Although MRIs are occasionally used to diagnose knee, nerve, and other issues in dogs, the vast majority are used to examine problems with the brain and spinal cord, especially if tumors or bleeding are suspected. An MRI is ideal because it’s particularly good for imaging soft tissue (brain and spinal cord) and it gives more detail than a CT scan. It does this by reading the differences in tissue density to reveal tumors and lesions that CT scans might miss.
- Often gives a diagnosis for many diseases not easily visualized by traditional radiography or ultrasonography, or even CT scan.
- No radiation exposure, making it a very safe imaging modality.
- Like CT scan, MRI requires referral to a specialty center, the imaging takes one to two hours to complete, and all animals need to be sedated/anesthetized.
- More expensive compared to other modalities (typically $2,500 to $3,500).
- While excellent, no test can reveal every cause of disease, and even an MRI may not reveal every diagnosis.
Echocardiography — essential for diagnosing heart disease
Recently, I saw a dog that had been placed on three cardiac medications more than a year ago by another doctor who diagnosed “heart disease” just by hearing a heart murmur. No diagnostic testing had been done, and now the dog had increased kidney values on blood testing.
I performed a complete cardiac evaluation, including echocardiography, which showed two things: there was no primary heart disease, but the heart was showing negative changes due to the improperly prescribed cardiac medications. The cardiac drugs were also negatively affecting the kidneys.

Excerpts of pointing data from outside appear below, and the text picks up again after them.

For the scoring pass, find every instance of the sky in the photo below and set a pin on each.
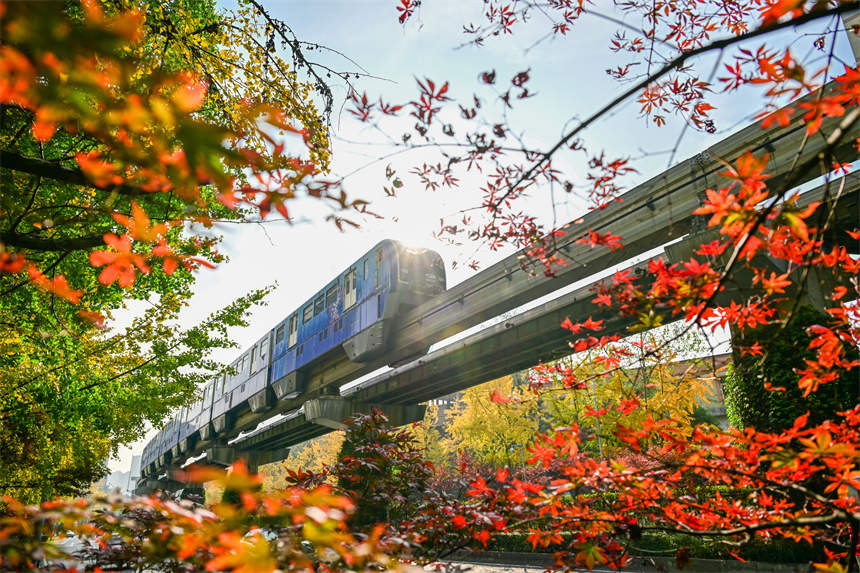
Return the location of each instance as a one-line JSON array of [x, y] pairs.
[[365, 37]]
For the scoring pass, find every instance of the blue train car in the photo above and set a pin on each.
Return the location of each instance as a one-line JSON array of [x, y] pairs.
[[354, 315]]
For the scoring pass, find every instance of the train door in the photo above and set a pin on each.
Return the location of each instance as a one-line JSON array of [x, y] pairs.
[[378, 274], [294, 330], [349, 289]]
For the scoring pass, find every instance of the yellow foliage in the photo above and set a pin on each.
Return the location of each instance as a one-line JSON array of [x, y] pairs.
[[310, 456], [492, 431]]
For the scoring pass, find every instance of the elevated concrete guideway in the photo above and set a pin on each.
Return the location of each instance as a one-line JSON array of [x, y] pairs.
[[650, 215], [515, 344]]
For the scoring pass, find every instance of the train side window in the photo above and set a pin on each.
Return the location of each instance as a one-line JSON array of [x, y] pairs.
[[294, 330], [331, 296], [378, 267], [349, 288]]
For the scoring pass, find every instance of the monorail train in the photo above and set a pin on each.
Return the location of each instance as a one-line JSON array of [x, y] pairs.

Once we had the correct diagnosis and stopped the unnecessary medications, the dog improved!
Diagnostic imaging has progressed greatly in veterinary medicine, and it’s exciting to have all these modalities available for our dogs and cats. Keep in mind that the more advanced the modality, the higher the cost, so it’s wise to consider pet insurance before one of these diagnostic imaging techniques is needed. While basic radiographs are adequate for getting to the root of most medical conditions, ultrasonography, CT scans, and MRI scans can help diagnose problem early on — and that can be lifesaving in many cases.